Dr. Weil explains that we should start by realizing that how we eat determines how we feel and how healthy we are. However, he reminds us that food is a major source of pleasure and focus of social interaction.
Dont you notice how really satisfied you feel when you eat the food you want even if only in small portions? Or how you pig out after a few hours or days of keeping off from what you really want? Diets also fail because of the lack of social support and interaction. You cannot always eat in isolation from your family or friends.
Hence, it is important, says Dr. Weil, to "learn the basics of human nutrition and experiment with your own diet to see what works for you." If you think Dr. Weils optimum diet is a list of foods you should take or not, then you will be disappointed. His plan is basically a guideline for good, healthy, and pleasurable eating. Here are the basics:
Dr. Weil believes that the optimum diet has the following general characteristics:
Variety It should provide required macro and micronutrients and at the same time minimize the intake of harmful elements in the foods.
Freshness The higher the percentage of fresh foods in the diet the better.
Unprocessed The lower the percentage of processed foods in the diet the better.
Abundant in Fruits and Vegetables The more fruits and vegetables you eat, the more protective phytochemicals you take in.
Weil believes that the distribution of calories should be as follows: 50 to 60 percent carbohydrates, 30 percent fat, 10 to 20 percent proteins.
Carbohydrates should be in the form of less refined, less processed foods with a low glycemic index (below 60). Try to eat some low-GI food with each meal such as whole grains, beans, vegetables, and non-tropical fruits. If you eat high-GI foods, make sure you mix them in a meal with low-GI food. Try to reduce consumption of foods made of whole wheat and sugar and increase consumption of legumes.

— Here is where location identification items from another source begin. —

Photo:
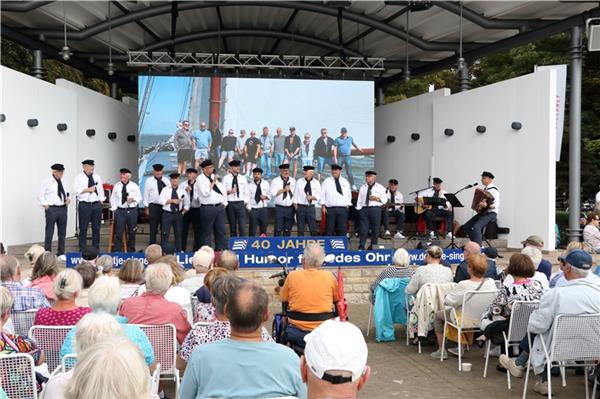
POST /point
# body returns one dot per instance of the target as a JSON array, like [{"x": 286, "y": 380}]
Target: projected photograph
[{"x": 260, "y": 122}]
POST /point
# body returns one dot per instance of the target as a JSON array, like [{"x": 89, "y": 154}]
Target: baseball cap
[{"x": 336, "y": 345}]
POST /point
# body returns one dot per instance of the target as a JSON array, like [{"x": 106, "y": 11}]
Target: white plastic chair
[
  {"x": 574, "y": 338},
  {"x": 474, "y": 304},
  {"x": 517, "y": 329},
  {"x": 164, "y": 343},
  {"x": 17, "y": 376},
  {"x": 50, "y": 339}
]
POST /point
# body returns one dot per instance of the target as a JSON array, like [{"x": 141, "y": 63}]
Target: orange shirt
[{"x": 309, "y": 291}]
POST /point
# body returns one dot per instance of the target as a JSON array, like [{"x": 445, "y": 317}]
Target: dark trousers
[
  {"x": 212, "y": 219},
  {"x": 474, "y": 227},
  {"x": 258, "y": 218},
  {"x": 125, "y": 218},
  {"x": 169, "y": 219},
  {"x": 306, "y": 216},
  {"x": 432, "y": 214},
  {"x": 56, "y": 215},
  {"x": 191, "y": 217},
  {"x": 154, "y": 219},
  {"x": 89, "y": 213},
  {"x": 370, "y": 219},
  {"x": 236, "y": 216},
  {"x": 385, "y": 216},
  {"x": 335, "y": 220},
  {"x": 284, "y": 220}
]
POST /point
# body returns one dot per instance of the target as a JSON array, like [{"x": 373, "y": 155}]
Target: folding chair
[
  {"x": 164, "y": 343},
  {"x": 50, "y": 339},
  {"x": 17, "y": 376},
  {"x": 517, "y": 329},
  {"x": 22, "y": 321},
  {"x": 574, "y": 338},
  {"x": 474, "y": 304}
]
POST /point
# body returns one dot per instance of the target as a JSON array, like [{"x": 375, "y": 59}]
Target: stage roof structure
[{"x": 426, "y": 33}]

Reduce saturated fat by eating less butter, cream, cheese, and other full-fat dairy products, unskinned chicken, fatty meats, and products made with palm and coconut oil. Reduce consumption of polyunsaturated vegetable oils and increase consumption of oily fish, fortified eggs, soybeans, walnuts, or hemp or flaxseeds.

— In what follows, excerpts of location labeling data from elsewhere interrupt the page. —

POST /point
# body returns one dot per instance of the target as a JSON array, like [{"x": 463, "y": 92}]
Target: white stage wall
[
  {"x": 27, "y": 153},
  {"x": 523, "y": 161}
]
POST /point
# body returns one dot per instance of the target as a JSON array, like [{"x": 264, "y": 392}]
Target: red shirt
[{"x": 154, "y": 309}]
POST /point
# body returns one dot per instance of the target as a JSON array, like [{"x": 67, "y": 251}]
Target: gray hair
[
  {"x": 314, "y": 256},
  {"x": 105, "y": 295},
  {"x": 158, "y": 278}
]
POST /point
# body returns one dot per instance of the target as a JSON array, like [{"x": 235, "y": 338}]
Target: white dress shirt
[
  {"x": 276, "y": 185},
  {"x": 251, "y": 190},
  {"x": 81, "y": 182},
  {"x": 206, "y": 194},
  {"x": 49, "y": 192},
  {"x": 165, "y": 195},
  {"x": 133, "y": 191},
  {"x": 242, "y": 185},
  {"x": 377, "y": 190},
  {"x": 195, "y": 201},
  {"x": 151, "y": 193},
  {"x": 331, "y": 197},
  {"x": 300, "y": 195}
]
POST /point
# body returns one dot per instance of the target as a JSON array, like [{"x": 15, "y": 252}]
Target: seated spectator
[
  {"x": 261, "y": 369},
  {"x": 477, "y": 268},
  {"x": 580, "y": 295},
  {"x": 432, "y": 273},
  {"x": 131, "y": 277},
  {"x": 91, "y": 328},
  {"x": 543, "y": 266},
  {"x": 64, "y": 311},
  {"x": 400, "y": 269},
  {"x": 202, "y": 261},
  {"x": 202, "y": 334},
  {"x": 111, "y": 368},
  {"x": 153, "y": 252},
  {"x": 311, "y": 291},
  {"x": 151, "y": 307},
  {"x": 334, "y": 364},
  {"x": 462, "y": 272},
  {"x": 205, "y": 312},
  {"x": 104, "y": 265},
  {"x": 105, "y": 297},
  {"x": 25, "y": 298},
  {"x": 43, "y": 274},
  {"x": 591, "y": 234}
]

Eat more vegetable protein, especially from beans, in general, and soybeans, in particular, and less animal protein, except for fish and reduced-fat dairy products. Avoid protein supplements.
Vitamins and minerals: eating a diet high in fresh foods with plenty of fruits and vegetables will provide most of the micronutrients you need. But he does prescribe some supplementation.
Increase fiber in the diet by increasing consumption of fruits particularly berries, vegetables (especially beans) and whole grains. To get maximum natural protection from environmental toxicity and protection against cancer and other degenerative diseases, eat a variety of fruits, vegetables, and mushrooms, and drink tea, especially green tea.
Drink six to eight glasses of pure water a day. Use bottled water or get a home water purifier. Drink tea, especially green tea, regularly for its antioxidant effects. Red wine is the best choice for alcohol drinkers.
Portions of food in restaurants are often much too large. Consider splitting dishes with fellow diners, take the excess home, or just leave it on your plate.